Исключительный успех города был равным образом порождением решающего стечения обстоятельств: встречи Китая и Индии. Китая, который на протяжении трети столетия осуществлял вызывающую удивление экспансию своих мореплавателей в Индонезии и в Индийском океане. И Индии, роль которой была еще более значительной и более ранней. В самом деле, заканчивался XIV в., когда под влиянием мусульманской Индии в лице Делийского султаната начался натиск индийских купцов и перевозчиков, уроженцев Бенгала, Коромандельского берега и Гуджарата, сопровождавшийся активным религиозным прозелитизмом. Внедрение ислама, которое не удалось арабским мореплавателям и которое они даже не пытались осуществить в VIII в., совершилось столетия спустя при помощи торговых обменов с Индией514. Один за другим были затронуты исламом города на побережье моря. Для Малакки, обратившейся в ислам в 1414 г., то была удача из удач: там дела и прозелитизм шли рука об руку. Вдобавок если Маджапахит мало-помалу распадался и переставал быть угрозой, то происходило это именно потому, что его прибрежные города перешли в ислам, тогда как внутренние районы Явы и других островов оставались верны индуизму. Расширение мусульманского порядка, в самом деле, затронуло лишь треть или четверть населения. Острова останутся ему чужды — так было на Бали, еще и сегодня чудесном музее индуизма. А на далеких Молукках исламизация пойдет плохо: португальцы с изумлением обнаружат там мусульман по названию, нимало не враждебных христианству.
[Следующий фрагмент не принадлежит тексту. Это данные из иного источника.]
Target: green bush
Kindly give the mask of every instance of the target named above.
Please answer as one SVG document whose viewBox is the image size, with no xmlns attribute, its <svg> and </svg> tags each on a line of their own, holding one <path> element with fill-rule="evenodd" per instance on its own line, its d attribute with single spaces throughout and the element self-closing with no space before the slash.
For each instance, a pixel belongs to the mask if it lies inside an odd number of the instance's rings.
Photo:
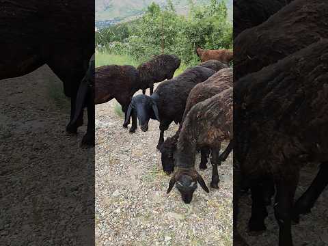
<svg viewBox="0 0 328 246">
<path fill-rule="evenodd" d="M 141 18 L 97 32 L 97 49 L 129 55 L 139 63 L 161 53 L 174 54 L 189 66 L 199 63 L 197 46 L 232 49 L 232 23 L 227 18 L 226 2 L 210 0 L 202 6 L 189 3 L 187 16 L 178 14 L 170 0 L 163 9 L 152 3 Z"/>
</svg>

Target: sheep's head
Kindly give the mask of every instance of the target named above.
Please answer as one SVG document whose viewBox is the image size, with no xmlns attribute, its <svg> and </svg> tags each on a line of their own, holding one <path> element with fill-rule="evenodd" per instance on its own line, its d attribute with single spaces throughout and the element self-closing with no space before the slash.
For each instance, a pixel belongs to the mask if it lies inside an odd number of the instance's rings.
<svg viewBox="0 0 328 246">
<path fill-rule="evenodd" d="M 174 184 L 181 193 L 183 202 L 189 204 L 193 200 L 193 195 L 197 189 L 197 182 L 207 193 L 210 192 L 202 176 L 195 169 L 177 170 L 169 181 L 167 194 L 172 191 Z"/>
<path fill-rule="evenodd" d="M 155 118 L 159 121 L 156 102 L 149 96 L 137 95 L 133 97 L 126 112 L 126 123 L 133 111 L 137 115 L 139 125 L 143 131 L 148 131 L 148 122 L 150 118 Z"/>
</svg>

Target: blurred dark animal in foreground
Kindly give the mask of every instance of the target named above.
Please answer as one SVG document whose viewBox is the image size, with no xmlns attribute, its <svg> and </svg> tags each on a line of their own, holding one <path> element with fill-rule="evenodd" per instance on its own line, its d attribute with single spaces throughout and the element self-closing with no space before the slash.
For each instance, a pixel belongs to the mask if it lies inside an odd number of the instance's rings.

Но поднимавшееся величие Малакки проистекало непосредственно из расширения индийской торговли. И не без основания: индийские купцы принесли на Суматру, как и на Яву, перечное растение — важнейший подарок. И повсюду, начиная с пунктов, которые затрагивались торговлей Малакки, рыночная экономика сменяла то, что до сего времени было еще всего лишь первобытной жизнью под знаком простого воспроизводства. Португальский хронист писал, имея в виду прошлое жителей Молуккских островов: «Они мало заботились о том, чтобы сеять или сажать; они жили, как в первые века [человечества]. Поутру они добывали из моря и в лесу то, чем питались целый день. Живя грабежом, они никакой прибыли не извлекали из гвоздики, и не было никого, кто бы ее у них покупал»515. Когда Молуккские острова были включены в сеть торговли, образовались плантации и завязались регулярные отношения между Малаккой и островами пряностей. Купец-келинг (понимай: купец-индуист с Коромандельского берега) Нина Суриа Дева ежегодно отправлял на Молуккские острова (гвоздика) и на острова Банда (мускатный орех) восемь джонок. С того времени эти острова, заполоненные монокультурами, жили лишь благодаря рису, который доставляли на них яванские джонки, которые к тому же добирались до Марианских островов, в сердце Индийского океана.
Итак, экспансия ислама была организующей. В Малакке, как и в Тидоре, как и в Тернате, а позднее — в Макассаре, образовались «султанаты». Самое любопытное — это утверждение необходимого для торговли лингва франка, который произошел от малайского языка и на котором в купеческой метрополии Малакке говорили все. По всей Индонезии и ее «Средиземноморьям», говорит португальский хронист, «языки столь многочисленны, что даже и соседи, так сказать, не понимают друг друга. Ныне они похваляются малайским языком, большинство людей на нем говорит, пользуясь им по всем островам, как пользуются в Европе латынью». И без удивления констатируешь, что 450 слов из словаря Молуккских островов, которые привезла в Европу экспедиция Магеллана, — это слова малайские516.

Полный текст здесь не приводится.